- Directed by: S. S. Sajjan
- Produced by: Amar Choudhary
- Starring: Pallavi Raju Shamanth Shetty
- Cinematography: Rajshekhar
- Music by: Rashid Ahmad Khan Ravi Basrur
- Release date: 1 December 2017;
- Language: Kannada

= Mantram (film) =

Mantram is a 2017 Indian-Kannada language horror film produced by Amar Choudhary. It is written and directed by debutant S. S. Sajjan. The film stars Shamanth Shetty and Pallavi Raju in the lead roles. The music is scored by Rashid Ahmad Khan while the background score was composed by Ravi Basrur. Jo Ni Harsha has worked as the editor and the cinematography is by Rajshekhar.

== Synopsis ==
A group of friends go to a small town to help a friend's family that is experiencing mysterious troubles. They try to figure out the source of the problem and themselves become the targets. Nobody knows what is plaguing them and all evidence points to paranormal elements.

== Production==
Director S.S. Sajjan had been working as an assistant and associate director for a while when he decided to take the plunge into directing his own movie. He had written many scripts but decided to make his big screen debut with Manthram. Hailing from Raichur district of Karnataka, he had always admired Daulat Mahal, a 300 year old palace in Raichur. He wanted to set his story there and felt he had only two options: to make either a horror movie or a historical movie. Being a debutante, he decided a horror movie would work best for him. After writing the script, he shot a teaser. Businessman Amar Choudhary who saw the teaser was very impressed with it and decided to produce it under his banner, Shri Aai Ji Film Productions. The film began production in 2015.
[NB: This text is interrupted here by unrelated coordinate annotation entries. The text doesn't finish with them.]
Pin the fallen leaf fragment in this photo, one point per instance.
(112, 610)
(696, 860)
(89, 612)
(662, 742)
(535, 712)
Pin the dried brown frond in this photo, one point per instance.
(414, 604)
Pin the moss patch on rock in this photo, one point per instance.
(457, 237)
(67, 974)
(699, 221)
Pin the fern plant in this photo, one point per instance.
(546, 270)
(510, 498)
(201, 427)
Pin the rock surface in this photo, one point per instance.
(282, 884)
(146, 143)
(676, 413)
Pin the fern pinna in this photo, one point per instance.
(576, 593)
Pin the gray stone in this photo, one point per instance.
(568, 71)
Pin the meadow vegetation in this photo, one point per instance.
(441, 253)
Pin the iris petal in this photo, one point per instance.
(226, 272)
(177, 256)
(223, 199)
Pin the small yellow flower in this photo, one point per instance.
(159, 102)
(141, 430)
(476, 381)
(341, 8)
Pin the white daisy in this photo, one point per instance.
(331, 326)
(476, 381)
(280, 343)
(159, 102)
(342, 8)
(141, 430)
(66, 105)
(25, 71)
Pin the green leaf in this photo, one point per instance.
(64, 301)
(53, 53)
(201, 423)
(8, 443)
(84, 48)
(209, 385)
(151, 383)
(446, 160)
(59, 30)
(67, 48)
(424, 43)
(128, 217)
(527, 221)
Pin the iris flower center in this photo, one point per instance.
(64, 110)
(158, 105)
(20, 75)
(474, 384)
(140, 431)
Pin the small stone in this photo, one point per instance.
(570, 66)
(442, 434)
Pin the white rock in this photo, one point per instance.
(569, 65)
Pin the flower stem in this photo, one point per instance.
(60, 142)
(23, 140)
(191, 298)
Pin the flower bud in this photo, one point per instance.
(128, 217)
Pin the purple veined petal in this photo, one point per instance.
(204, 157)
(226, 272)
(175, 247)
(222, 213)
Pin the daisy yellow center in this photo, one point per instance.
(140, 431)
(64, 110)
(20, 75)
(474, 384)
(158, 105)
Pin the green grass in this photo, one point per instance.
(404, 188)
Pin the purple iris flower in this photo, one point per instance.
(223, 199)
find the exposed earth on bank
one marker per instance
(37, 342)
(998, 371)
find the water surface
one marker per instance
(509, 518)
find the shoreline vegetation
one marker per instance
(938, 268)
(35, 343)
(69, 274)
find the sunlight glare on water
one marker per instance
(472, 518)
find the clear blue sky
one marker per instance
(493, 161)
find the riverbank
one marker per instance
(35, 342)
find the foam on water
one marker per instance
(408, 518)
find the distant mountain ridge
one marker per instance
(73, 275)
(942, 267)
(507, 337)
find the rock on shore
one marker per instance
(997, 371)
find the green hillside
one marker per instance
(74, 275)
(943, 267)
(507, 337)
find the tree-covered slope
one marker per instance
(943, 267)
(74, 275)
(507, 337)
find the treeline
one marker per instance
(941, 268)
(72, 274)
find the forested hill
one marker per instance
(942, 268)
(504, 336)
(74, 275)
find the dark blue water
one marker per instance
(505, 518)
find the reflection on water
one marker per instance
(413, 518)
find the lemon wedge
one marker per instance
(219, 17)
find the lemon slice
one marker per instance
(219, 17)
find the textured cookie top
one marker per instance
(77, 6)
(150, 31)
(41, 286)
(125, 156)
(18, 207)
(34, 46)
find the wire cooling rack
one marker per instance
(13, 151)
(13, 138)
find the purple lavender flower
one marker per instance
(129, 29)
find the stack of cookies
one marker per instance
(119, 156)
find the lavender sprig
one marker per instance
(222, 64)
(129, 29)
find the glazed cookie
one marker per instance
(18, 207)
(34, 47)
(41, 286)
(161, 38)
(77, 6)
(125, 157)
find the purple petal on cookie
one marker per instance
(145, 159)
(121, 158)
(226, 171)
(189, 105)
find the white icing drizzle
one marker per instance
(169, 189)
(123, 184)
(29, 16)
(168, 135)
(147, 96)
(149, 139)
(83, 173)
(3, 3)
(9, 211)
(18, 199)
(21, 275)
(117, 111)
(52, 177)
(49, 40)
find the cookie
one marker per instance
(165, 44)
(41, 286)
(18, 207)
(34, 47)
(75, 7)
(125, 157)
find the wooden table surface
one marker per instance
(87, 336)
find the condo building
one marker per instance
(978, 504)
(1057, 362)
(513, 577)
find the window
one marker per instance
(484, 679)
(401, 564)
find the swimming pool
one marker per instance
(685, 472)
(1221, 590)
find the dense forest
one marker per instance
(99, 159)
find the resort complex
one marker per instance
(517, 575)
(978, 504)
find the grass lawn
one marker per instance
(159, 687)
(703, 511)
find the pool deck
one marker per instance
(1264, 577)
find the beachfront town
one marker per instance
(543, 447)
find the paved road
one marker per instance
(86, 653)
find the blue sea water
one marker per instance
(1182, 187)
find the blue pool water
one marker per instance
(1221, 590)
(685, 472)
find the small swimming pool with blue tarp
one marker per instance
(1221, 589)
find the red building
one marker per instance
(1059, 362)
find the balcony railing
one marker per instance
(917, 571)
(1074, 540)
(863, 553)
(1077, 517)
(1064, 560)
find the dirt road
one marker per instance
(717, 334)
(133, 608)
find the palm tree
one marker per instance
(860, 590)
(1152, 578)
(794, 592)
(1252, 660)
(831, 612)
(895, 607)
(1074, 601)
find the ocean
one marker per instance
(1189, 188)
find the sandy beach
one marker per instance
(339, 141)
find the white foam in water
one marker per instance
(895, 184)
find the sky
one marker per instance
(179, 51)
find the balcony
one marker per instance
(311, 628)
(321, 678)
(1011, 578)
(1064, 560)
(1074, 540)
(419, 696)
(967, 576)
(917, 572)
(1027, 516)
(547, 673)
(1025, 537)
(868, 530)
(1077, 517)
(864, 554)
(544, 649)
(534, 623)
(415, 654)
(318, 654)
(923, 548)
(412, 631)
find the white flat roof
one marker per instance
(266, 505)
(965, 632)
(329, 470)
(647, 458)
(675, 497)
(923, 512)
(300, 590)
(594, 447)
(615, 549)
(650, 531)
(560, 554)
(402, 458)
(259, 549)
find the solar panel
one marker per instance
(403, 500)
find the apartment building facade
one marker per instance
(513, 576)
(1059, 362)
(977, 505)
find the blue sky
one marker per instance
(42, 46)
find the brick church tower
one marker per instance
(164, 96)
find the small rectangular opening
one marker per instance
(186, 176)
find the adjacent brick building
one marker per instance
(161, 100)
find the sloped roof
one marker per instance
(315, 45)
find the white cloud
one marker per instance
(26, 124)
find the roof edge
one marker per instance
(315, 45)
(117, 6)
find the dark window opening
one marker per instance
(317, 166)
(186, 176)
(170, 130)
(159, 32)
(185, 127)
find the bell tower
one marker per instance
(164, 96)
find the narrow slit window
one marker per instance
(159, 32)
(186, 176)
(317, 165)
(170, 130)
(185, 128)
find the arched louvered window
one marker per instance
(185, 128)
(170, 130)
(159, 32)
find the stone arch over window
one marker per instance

On the first day of shoot, the cast and crew experienced ghostly things like hearing someone next to them but no one would be visible.

== Soundtrack ==

Track list
| No. | Title | Lyrics | Singer(s) | Length |
|---|---|---|---|---|
| 1. | "Jai Ganesha" | S.S. Sajjan | Santhosh Venki | 3:48 |
| 2. | "Jananada Samayadi - Male" | S.S. Sajjan | Santhosh Venki | 4:15 |
| 3. | "Sagarada Alegalige - Bit" | S.S. Sajjan | Archana | 2:21 |
| 4. | "Mantram Mantram" | S.S. Sajjan | Arasu, Chorus | 3:12 |
| 5. | "Maamu Maamu" | S.S. Sajjan | Chethan, Manju, Chorus | 5:04 |
| 6. | "Jananada Samayadi - Female" | S.S. Sajjan | Archana | 4:17 |

== Reception ==
A critic from Bangalore Mirror wrote, "The story in Mantram was good and indeed great for an episode of X Files or similar serials. It has been unnecessarily stretched to nearly two hours".